Thomas relies on the affidavits of heirship sworn to by Cherylee which state that Sam predeceased Carol and the orders of heirship entered upon these affidavits as sufficient proof that Carol survived Sam. However, orders declaring heirship are only prima facie evidence of heirship and this presumption may be overcome in a subsequent proceeding such as this one. 755 ILCS 5/5-3(c) (West 1998); In re Estate of Severson, 107 Ill. App. 3d 634, 636, 437 N.E.2d 430, 432 (1982); In re Estate of Conrad, 117 Ill. App. 2d 29, 32, 254 N.E.2d 123, 125 (1969). The trial court implicitly rejected similar orders of heirship in Carol's estate when it determined that section 3-1 of the Act applied and vacated the previous order declaring heirship. Cherylee sought the same relief in Sam's estate based on the same evidence. Thus, we find that the trial court erred in denying Cherylee's petition to vacate the order of heirship in Sam's estate and its decision not to apply section 3-1 of the Act was against the manifest weight of the evidence.

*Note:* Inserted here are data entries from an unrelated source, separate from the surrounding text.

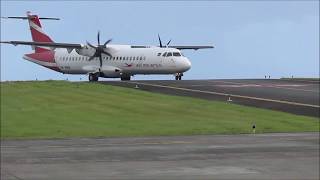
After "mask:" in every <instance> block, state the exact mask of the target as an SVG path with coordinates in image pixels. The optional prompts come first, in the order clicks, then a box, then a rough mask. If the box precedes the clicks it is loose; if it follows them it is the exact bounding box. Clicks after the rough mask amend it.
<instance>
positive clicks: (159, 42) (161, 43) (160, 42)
mask: <svg viewBox="0 0 320 180" xmlns="http://www.w3.org/2000/svg"><path fill="white" fill-rule="evenodd" d="M158 39H159V44H160V47H161V48H163V46H162V41H161V38H160V35H159V34H158ZM170 42H171V39H170V41H168V42H167V44H166V47H168V46H169V44H170Z"/></svg>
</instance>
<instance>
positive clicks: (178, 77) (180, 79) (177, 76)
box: [175, 73, 183, 80]
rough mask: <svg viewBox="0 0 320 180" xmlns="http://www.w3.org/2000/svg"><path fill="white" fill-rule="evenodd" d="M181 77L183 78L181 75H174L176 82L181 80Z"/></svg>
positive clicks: (178, 74)
mask: <svg viewBox="0 0 320 180" xmlns="http://www.w3.org/2000/svg"><path fill="white" fill-rule="evenodd" d="M182 76H183V73H176V74H175V78H176V80H181V79H182Z"/></svg>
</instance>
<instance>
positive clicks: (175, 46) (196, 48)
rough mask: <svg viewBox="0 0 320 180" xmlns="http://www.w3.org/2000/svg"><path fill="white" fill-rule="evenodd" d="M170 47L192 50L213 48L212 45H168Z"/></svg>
mask: <svg viewBox="0 0 320 180" xmlns="http://www.w3.org/2000/svg"><path fill="white" fill-rule="evenodd" d="M168 47H170V48H176V49H180V50H182V49H194V50H198V49H208V48H214V47H213V46H168Z"/></svg>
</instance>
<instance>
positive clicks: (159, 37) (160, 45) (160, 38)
mask: <svg viewBox="0 0 320 180" xmlns="http://www.w3.org/2000/svg"><path fill="white" fill-rule="evenodd" d="M158 39H159V43H160V47H162V42H161V38H160V35H159V34H158Z"/></svg>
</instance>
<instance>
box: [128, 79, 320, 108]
mask: <svg viewBox="0 0 320 180" xmlns="http://www.w3.org/2000/svg"><path fill="white" fill-rule="evenodd" d="M128 83H131V84H138V85H145V86H153V87H161V88H168V89H175V90H182V91H189V92H198V93H205V94H213V95H220V96H226V97H235V98H243V99H252V100H258V101H266V102H276V103H282V104H290V105H295V106H305V107H314V108H320V106H319V105H314V104H305V103H298V102H291V101H284V100H276V99H267V98H259V97H252V96H243V95H237V94H227V93H221V92H214V91H202V90H197V89H188V88H181V87H173V86H166V85H159V84H149V83H141V82H128Z"/></svg>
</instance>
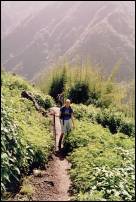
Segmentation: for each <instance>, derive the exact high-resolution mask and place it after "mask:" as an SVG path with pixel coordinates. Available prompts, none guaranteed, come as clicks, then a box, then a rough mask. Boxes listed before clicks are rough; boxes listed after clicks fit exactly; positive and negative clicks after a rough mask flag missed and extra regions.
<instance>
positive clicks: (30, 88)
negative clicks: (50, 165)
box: [1, 72, 54, 194]
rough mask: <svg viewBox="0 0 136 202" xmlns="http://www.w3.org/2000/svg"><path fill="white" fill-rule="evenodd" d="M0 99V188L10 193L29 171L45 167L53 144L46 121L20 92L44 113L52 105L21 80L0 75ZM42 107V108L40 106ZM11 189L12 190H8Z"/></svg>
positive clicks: (10, 75)
mask: <svg viewBox="0 0 136 202" xmlns="http://www.w3.org/2000/svg"><path fill="white" fill-rule="evenodd" d="M1 84H2V98H1V115H2V116H1V134H2V136H1V161H2V167H1V188H2V194H3V193H4V192H5V191H13V190H12V189H16V186H18V185H19V184H20V182H21V181H20V179H21V178H22V177H23V176H25V175H27V174H29V173H30V172H31V171H32V169H33V168H35V167H37V168H38V167H42V166H44V165H45V163H47V161H48V157H49V155H50V153H51V150H52V147H53V144H54V141H53V137H52V133H51V132H50V128H49V122H50V120H49V119H48V118H45V117H43V116H42V115H41V114H40V113H38V112H37V111H36V109H35V107H34V105H33V103H32V102H31V101H30V100H27V99H25V98H21V92H22V91H23V90H26V91H29V92H31V93H32V94H33V95H34V96H35V97H36V98H37V101H39V104H40V105H41V106H42V103H45V109H47V108H49V107H51V106H52V105H53V103H54V101H53V99H52V98H51V97H50V96H44V95H43V94H42V93H41V92H40V91H39V90H38V89H34V88H33V87H32V86H31V85H30V84H28V82H26V81H24V80H23V79H22V78H20V77H18V76H16V75H11V74H8V73H5V72H2V78H1ZM43 107H44V106H43ZM12 185H13V186H12Z"/></svg>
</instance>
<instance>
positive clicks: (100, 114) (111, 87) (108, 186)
mask: <svg viewBox="0 0 136 202" xmlns="http://www.w3.org/2000/svg"><path fill="white" fill-rule="evenodd" d="M63 67H64V68H62V66H61V67H57V68H56V69H54V70H53V71H50V72H48V73H46V74H44V75H43V77H42V78H40V80H39V82H38V83H37V87H34V86H32V85H30V84H29V83H28V82H27V81H25V80H23V79H22V78H20V77H19V76H17V75H15V74H9V73H6V72H3V71H2V77H1V85H2V98H1V102H2V105H1V113H2V117H1V123H2V124H1V132H2V138H1V145H2V147H1V152H2V153H1V160H2V167H1V187H2V199H3V198H4V197H5V193H6V192H14V191H15V189H18V187H19V185H21V183H22V179H23V178H24V177H25V176H26V175H29V174H30V173H31V172H32V170H33V168H39V167H40V168H42V167H44V165H45V164H47V162H48V159H49V156H50V154H51V152H52V151H53V146H54V140H53V136H52V133H51V131H50V120H49V118H48V117H44V116H43V115H42V114H41V113H39V112H38V111H37V110H36V109H35V106H34V105H33V103H32V102H31V101H30V100H28V99H25V98H22V97H21V92H22V91H24V90H26V91H28V92H31V94H32V95H33V97H34V98H35V99H36V101H37V103H38V104H39V106H40V107H42V108H44V109H45V110H48V108H50V107H52V106H54V104H55V101H56V102H58V100H57V95H58V94H59V93H62V92H63V94H64V97H65V98H67V97H68V98H70V99H71V100H72V102H73V103H72V105H71V106H72V108H73V110H74V117H75V129H74V130H72V132H70V133H69V134H68V135H67V136H65V138H64V148H65V151H66V153H67V158H68V160H69V161H70V162H71V164H72V166H71V169H70V171H69V173H70V177H71V181H72V187H71V189H72V190H71V191H72V192H71V193H72V200H74V201H83V200H85V201H96V200H97V201H134V200H135V186H134V179H135V176H134V175H135V167H134V163H135V159H134V154H135V152H134V148H135V144H134V138H135V123H134V117H135V116H134V94H133V90H134V86H133V82H132V83H131V84H130V86H131V87H132V88H127V87H126V86H124V87H123V86H122V85H121V84H118V83H116V82H115V80H114V71H113V74H111V75H110V77H109V78H108V79H105V78H104V77H102V75H101V74H100V72H97V71H95V70H94V69H92V68H83V67H82V68H77V67H73V68H70V67H69V65H68V64H67V65H65V66H63ZM130 86H129V87H130ZM130 89H131V90H130ZM13 188H14V189H13Z"/></svg>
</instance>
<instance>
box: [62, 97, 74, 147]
mask: <svg viewBox="0 0 136 202" xmlns="http://www.w3.org/2000/svg"><path fill="white" fill-rule="evenodd" d="M59 117H60V122H61V135H60V139H59V145H58V146H59V150H60V149H61V143H62V139H63V137H64V134H68V133H69V132H70V131H71V130H72V123H73V128H75V126H74V119H73V109H72V108H71V106H70V100H69V99H67V100H66V101H65V105H64V106H63V107H61V108H60V115H59Z"/></svg>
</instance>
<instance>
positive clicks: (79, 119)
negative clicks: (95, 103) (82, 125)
mask: <svg viewBox="0 0 136 202" xmlns="http://www.w3.org/2000/svg"><path fill="white" fill-rule="evenodd" d="M72 107H73V110H74V116H75V118H77V119H78V120H90V122H92V123H95V122H96V123H99V124H101V125H102V126H103V127H106V128H108V129H109V130H110V132H111V133H113V134H114V133H117V132H121V133H124V134H126V135H128V136H134V135H135V123H134V121H133V120H132V119H130V118H127V117H125V115H124V113H123V112H119V111H117V109H116V108H111V107H110V108H104V109H101V108H96V107H94V106H93V105H88V106H86V105H83V104H80V105H75V104H72Z"/></svg>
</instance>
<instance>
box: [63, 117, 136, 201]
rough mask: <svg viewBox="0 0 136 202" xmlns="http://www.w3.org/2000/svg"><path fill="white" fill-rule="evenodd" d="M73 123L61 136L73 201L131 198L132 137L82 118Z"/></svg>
mask: <svg viewBox="0 0 136 202" xmlns="http://www.w3.org/2000/svg"><path fill="white" fill-rule="evenodd" d="M76 126H77V127H76V129H75V130H73V131H72V132H71V133H69V134H68V135H67V136H66V137H65V147H66V149H67V151H68V152H70V153H69V157H68V159H69V160H70V162H71V163H72V167H71V170H70V176H71V179H72V182H73V194H74V198H73V200H78V201H82V200H87V201H93V200H98V201H102V200H105V201H115V200H119V201H134V197H135V195H134V194H135V191H134V190H135V187H134V179H135V178H134V172H135V169H134V147H135V144H134V138H132V137H131V138H130V137H128V136H126V135H124V134H121V133H118V134H115V135H111V134H110V132H109V131H108V130H107V129H106V128H103V127H102V126H100V125H97V124H90V123H89V122H86V121H82V122H79V121H77V122H76Z"/></svg>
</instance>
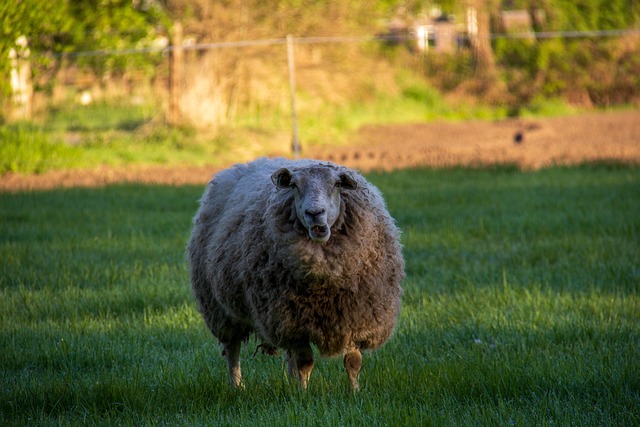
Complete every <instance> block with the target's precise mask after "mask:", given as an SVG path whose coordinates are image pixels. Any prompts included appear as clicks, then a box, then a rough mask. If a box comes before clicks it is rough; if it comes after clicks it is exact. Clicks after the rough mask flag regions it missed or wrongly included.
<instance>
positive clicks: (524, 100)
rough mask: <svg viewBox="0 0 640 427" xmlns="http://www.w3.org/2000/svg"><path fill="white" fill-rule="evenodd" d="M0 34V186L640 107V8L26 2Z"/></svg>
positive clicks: (465, 2)
mask: <svg viewBox="0 0 640 427" xmlns="http://www.w3.org/2000/svg"><path fill="white" fill-rule="evenodd" d="M0 21H1V22H2V34H1V36H0V58H4V59H2V60H0V75H2V78H1V79H0V102H1V106H2V109H1V111H0V138H1V139H2V141H3V143H2V144H1V146H0V154H1V156H0V158H1V159H2V160H0V173H7V172H21V173H33V172H36V173H38V172H43V171H45V170H48V169H60V168H78V167H80V168H82V167H95V166H99V165H112V166H114V165H115V166H118V165H126V164H130V163H142V164H173V163H180V164H192V165H201V166H202V165H222V164H226V163H228V162H230V161H236V160H246V159H247V158H250V157H253V156H256V155H263V154H268V155H283V154H284V155H289V154H291V144H292V139H296V138H299V141H300V142H301V144H302V147H303V154H304V150H305V149H308V148H314V147H333V146H340V145H345V144H347V143H348V142H349V141H350V140H351V138H352V135H353V133H354V132H356V131H357V130H358V129H360V128H362V127H363V126H366V125H376V124H393V123H415V122H424V121H432V120H454V121H459V120H467V119H492V120H495V119H504V118H518V117H529V116H531V115H534V116H557V115H565V114H572V113H575V112H584V111H592V110H599V109H604V108H618V107H622V108H627V109H628V108H631V109H637V107H638V105H640V2H638V1H636V0H608V1H605V0H582V1H580V2H576V1H568V0H555V1H552V0H509V1H498V0H443V1H430V0H423V1H399V0H364V1H359V2H344V1H337V0H323V1H305V0H273V1H268V2H265V1H257V0H225V1H210V0H82V1H80V0H60V1H56V2H41V1H39V0H21V1H17V2H3V3H2V5H0ZM287 36H289V38H287ZM294 112H295V113H297V114H296V116H297V117H296V118H297V122H296V123H295V127H297V129H298V130H294V125H293V124H292V123H293V122H292V115H293V113H294ZM297 132H299V135H297ZM292 134H294V135H292Z"/></svg>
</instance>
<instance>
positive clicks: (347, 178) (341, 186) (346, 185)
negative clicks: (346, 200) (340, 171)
mask: <svg viewBox="0 0 640 427" xmlns="http://www.w3.org/2000/svg"><path fill="white" fill-rule="evenodd" d="M340 184H341V188H343V189H345V190H356V189H357V188H358V183H357V182H356V180H355V179H353V177H352V176H351V175H349V174H348V173H346V172H343V173H341V174H340Z"/></svg>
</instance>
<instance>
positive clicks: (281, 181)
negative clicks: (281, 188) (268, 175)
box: [271, 168, 291, 188]
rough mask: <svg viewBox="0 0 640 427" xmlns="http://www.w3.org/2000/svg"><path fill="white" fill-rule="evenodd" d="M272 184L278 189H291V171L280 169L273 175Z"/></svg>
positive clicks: (273, 174) (278, 169)
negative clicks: (290, 187) (280, 188)
mask: <svg viewBox="0 0 640 427" xmlns="http://www.w3.org/2000/svg"><path fill="white" fill-rule="evenodd" d="M271 182H273V185H275V186H276V187H278V188H289V187H290V186H291V171H290V170H289V169H287V168H280V169H278V170H277V171H275V172H274V173H273V175H271Z"/></svg>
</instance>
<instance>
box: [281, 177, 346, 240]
mask: <svg viewBox="0 0 640 427" xmlns="http://www.w3.org/2000/svg"><path fill="white" fill-rule="evenodd" d="M271 181H273V183H274V185H275V186H276V187H278V188H282V189H288V190H289V191H291V192H293V200H294V208H295V211H296V216H297V217H298V220H299V221H300V223H301V224H302V226H303V227H304V228H305V229H306V230H307V232H308V233H309V237H310V238H311V240H313V241H314V242H317V243H325V242H326V241H327V240H329V237H331V227H332V226H333V224H334V223H335V222H336V220H337V219H338V217H339V215H340V209H341V203H342V201H341V198H340V193H341V192H342V191H345V190H355V189H356V188H358V183H357V182H356V181H355V179H353V177H352V176H351V175H350V174H349V173H347V172H345V171H340V170H339V169H337V168H335V167H332V166H328V165H318V166H311V167H305V168H295V169H293V171H292V170H289V169H287V168H281V169H278V170H277V171H275V172H274V173H273V175H271Z"/></svg>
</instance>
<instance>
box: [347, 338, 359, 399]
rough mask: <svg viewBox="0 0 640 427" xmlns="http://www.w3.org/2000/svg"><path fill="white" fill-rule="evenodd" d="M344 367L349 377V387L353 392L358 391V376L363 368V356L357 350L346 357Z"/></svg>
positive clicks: (347, 353)
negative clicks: (350, 386) (349, 387)
mask: <svg viewBox="0 0 640 427" xmlns="http://www.w3.org/2000/svg"><path fill="white" fill-rule="evenodd" d="M344 367H345V369H346V370H347V376H348V377H349V385H350V386H351V390H353V391H356V390H358V374H359V373H360V368H362V354H360V350H358V349H357V348H356V349H355V350H352V351H350V352H348V353H347V354H345V355H344Z"/></svg>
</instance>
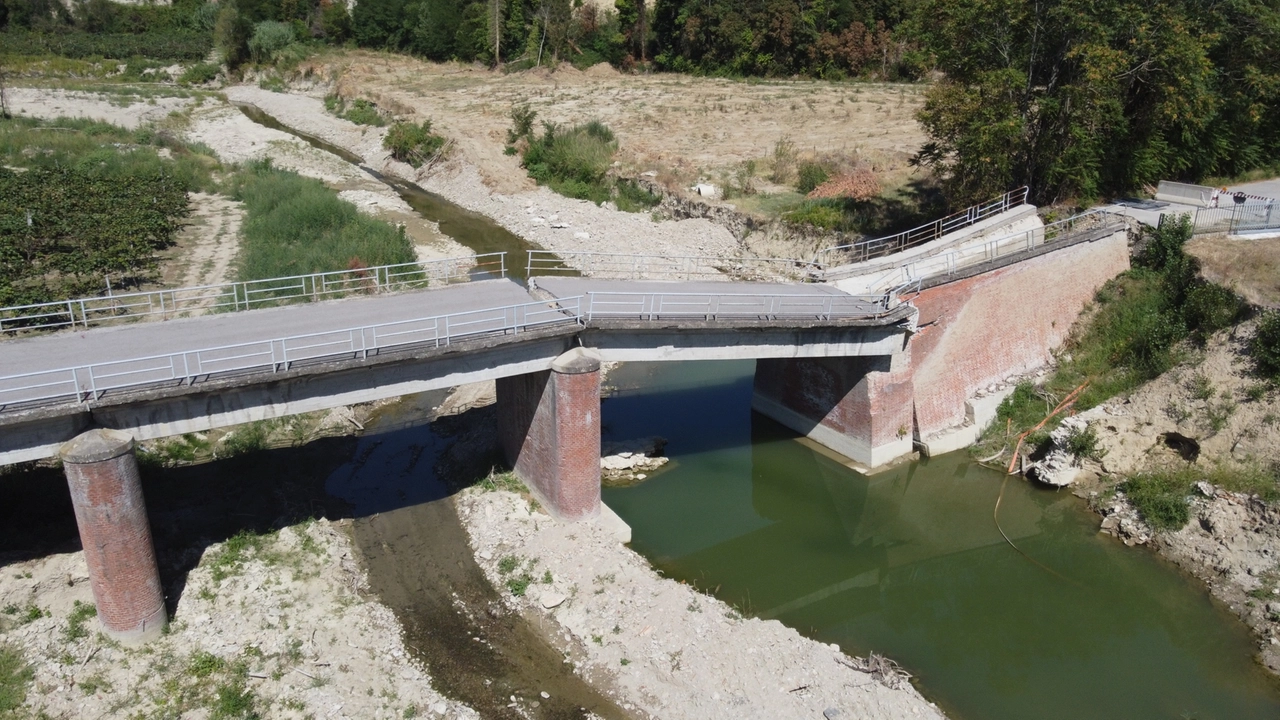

Further, we agree with Cherylee that the trial court created inconsistent and irreconcilable conclusions in Carol's and Sam's estates. While it applied section 3-1 of the Act to Carol's estate, vacated the previously entered order of heirship, and entered an amended order of heirship clarifying Carol's heirs under section 3-1 of the Act, the same court refused to apply section 3-1 of the Act or vacate the heirship order in Sam's estate. By its nature, section 3-1 applies to the estates of at least two decedents and provides that "[t]he property of each person shall be disposed of as if he had survived." (Emphasis added.) 755 ILCS 5/3-1(a) (West 1998). Moreover, our supreme court dictated that "[w]hen the evidence fails to disclose that one of the persons survived the other and the operative portion of the Act is applicable, the Act controls the manner in which the property of both persons is to be disposed." (Emphasis added.) In re Estate of Moran, 77 Ill. 2d at 150, 395 N.E.2d at 581. Thus, section 3-1 of the Act must be applied to the estate of all individuals determined to have died simultaneously. Here, once the court determined that Carol's estate would be administered under section 3-1 of the Act, it had to make the same conclusion in Sam's estate.
Therefore, we hold that section 3-1 of the Act applies to Sam's estate and reverse and remand this matter for further proceedings consistent with this opinion. Thus, we need not address Cherylee's additional argument that the court erred in denying her petition for rehearing and denying her leave to file an expert's affidavit.
Reversed and remanded.
HOFFMAN, P.J., and HARTMAN, J., concur.